If she'd had the energy, she'd have asked him to leave. Instead, she sat and watched him, her eyes sparkling with diamond facets of tears she was never going to shed. "Why? What did I do? Or what happened? Are you – married?'

That made him smile. Square jaw, sharp cheekbones. She thought he'd shaved before coming over and already his jaw was a dusky blue-black. "Hardly. Kind of the opposite."

Taylor frowned. "What's the opposite of marriage? Divorced?" That sounded a little too cute.

"No. I just – I don't get into long commitments. Guys on my team? There were married and single, engaged and divorced, guys living with chicks and those who had perpetual girlfriends and those who had a number of them."

She nodded, confused. If this was his version of clarifying something, she'd hate to see what he did if he wanted to obfuscate.
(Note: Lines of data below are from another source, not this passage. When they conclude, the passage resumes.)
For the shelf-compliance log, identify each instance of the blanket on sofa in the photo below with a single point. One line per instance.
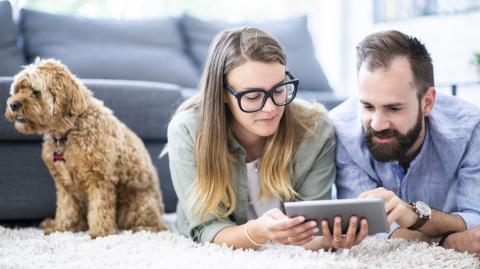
(29, 248)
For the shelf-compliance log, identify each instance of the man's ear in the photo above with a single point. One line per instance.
(428, 101)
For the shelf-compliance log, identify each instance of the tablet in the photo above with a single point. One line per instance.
(372, 209)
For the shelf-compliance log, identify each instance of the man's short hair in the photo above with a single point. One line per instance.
(379, 49)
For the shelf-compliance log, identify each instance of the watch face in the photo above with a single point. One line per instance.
(423, 208)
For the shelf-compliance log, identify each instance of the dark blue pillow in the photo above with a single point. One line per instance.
(292, 34)
(150, 49)
(11, 58)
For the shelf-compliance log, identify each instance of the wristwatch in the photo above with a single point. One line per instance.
(424, 213)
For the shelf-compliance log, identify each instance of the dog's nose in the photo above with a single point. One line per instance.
(15, 105)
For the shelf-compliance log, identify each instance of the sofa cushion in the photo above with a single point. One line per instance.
(11, 58)
(145, 107)
(150, 49)
(292, 34)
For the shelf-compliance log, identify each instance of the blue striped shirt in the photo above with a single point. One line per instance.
(445, 174)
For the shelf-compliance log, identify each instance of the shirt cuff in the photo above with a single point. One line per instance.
(205, 233)
(471, 219)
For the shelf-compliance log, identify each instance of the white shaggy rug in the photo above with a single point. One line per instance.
(29, 248)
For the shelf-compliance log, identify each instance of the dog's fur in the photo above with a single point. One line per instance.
(107, 181)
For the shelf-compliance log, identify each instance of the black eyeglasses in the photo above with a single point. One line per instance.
(253, 99)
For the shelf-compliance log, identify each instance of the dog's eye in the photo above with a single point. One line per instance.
(36, 94)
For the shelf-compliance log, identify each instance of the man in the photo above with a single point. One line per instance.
(416, 148)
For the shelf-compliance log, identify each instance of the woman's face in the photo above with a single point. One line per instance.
(253, 74)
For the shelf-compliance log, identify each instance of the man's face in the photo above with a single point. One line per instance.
(392, 114)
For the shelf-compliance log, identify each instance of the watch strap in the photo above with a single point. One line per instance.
(420, 221)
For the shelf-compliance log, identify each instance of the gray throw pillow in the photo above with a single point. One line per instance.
(292, 34)
(11, 58)
(150, 49)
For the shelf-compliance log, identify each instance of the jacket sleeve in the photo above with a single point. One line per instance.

But even Tanner looked frustrated with what he was saying. He ran one rough hand over his mouth. "I wasn't going to call you because I could see myself caring about you. Easily. Fast."
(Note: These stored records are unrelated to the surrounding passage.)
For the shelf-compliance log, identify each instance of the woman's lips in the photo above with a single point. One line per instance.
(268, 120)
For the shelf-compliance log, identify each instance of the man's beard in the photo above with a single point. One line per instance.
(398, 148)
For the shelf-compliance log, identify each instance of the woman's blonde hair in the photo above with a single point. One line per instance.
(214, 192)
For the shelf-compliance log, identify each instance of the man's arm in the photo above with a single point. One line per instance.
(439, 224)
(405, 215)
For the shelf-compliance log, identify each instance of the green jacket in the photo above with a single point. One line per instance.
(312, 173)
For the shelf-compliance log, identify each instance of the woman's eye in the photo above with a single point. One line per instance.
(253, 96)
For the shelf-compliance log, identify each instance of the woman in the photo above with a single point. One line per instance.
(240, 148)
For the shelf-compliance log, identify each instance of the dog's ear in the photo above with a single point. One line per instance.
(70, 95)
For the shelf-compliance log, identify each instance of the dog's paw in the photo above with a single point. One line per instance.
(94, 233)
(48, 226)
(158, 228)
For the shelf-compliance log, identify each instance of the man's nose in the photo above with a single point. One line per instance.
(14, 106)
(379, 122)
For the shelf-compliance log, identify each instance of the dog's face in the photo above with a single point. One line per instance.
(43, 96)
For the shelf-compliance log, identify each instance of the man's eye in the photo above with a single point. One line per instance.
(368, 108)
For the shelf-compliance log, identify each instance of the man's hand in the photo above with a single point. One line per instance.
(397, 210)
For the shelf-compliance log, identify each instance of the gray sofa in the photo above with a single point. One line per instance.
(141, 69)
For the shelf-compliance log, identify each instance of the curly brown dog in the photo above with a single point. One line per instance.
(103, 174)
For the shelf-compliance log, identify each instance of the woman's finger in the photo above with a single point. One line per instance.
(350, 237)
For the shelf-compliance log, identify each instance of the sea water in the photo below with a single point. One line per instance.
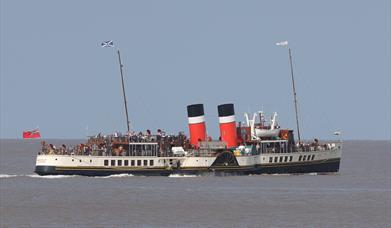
(358, 196)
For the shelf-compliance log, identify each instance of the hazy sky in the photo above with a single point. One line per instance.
(55, 75)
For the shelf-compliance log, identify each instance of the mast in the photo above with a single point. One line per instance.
(294, 95)
(123, 91)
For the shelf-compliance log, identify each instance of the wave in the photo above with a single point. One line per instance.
(8, 175)
(117, 175)
(182, 175)
(50, 176)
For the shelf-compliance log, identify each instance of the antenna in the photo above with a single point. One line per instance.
(285, 44)
(294, 95)
(123, 91)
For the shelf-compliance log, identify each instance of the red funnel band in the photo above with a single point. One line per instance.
(226, 119)
(228, 130)
(196, 119)
(228, 134)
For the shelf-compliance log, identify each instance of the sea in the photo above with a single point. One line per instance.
(358, 196)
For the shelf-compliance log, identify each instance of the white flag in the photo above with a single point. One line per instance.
(108, 43)
(282, 43)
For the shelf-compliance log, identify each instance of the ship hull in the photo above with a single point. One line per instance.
(328, 166)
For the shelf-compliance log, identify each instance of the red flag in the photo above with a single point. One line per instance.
(34, 134)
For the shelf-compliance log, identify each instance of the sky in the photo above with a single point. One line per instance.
(55, 76)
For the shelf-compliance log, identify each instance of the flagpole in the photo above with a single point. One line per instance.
(123, 91)
(294, 95)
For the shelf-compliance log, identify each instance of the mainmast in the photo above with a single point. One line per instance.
(285, 44)
(294, 95)
(123, 91)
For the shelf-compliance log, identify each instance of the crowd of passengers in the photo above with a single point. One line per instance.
(114, 144)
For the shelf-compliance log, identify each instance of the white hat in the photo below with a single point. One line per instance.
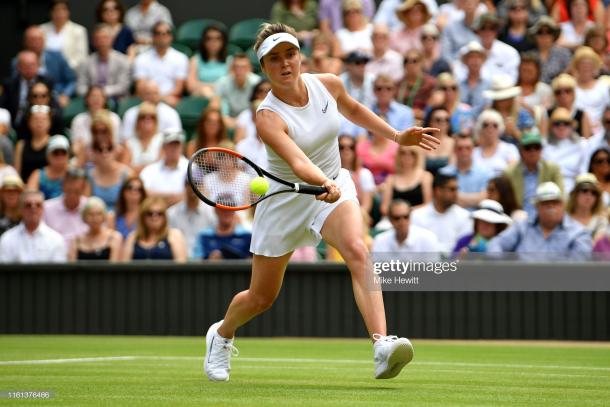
(548, 191)
(492, 212)
(502, 87)
(58, 142)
Taylor narrowed her eyes. "And that would be bad?"

She didn't expect him to nearly knock his chair over getting up. He hit his head on the low-hanging chandelier over the table and reached up to steady it as shadows careened around the room. She was still reaching out to him or the light or something when he caught her hands and drew her up into his arms.

"As a SEAL my first responsibility is to my team. We're reserve but if we get called back up, that relationship is number one. As a civilian in search and rescue, when I'm working, when I'm on a job, my responsibility is to my team of buddies, coworkers. I never understood how anyone in special forces could hook up casually and just take off and she didn't even know where he'd gone. Those guys with wives? They're asking a woman to live with a shitty job, a dangerous job, with missions he can't tell her about and knowing any time he does go out he might not come back. She's got the worst job, too – Because he's actually doing something. She just waits."

Taylor could feel the frown like it was engraved into her skin. "You were going to dump me because you cared about me? You were dumping me for my own good?" Should she laugh or cry? Or try to force her hands out of fists?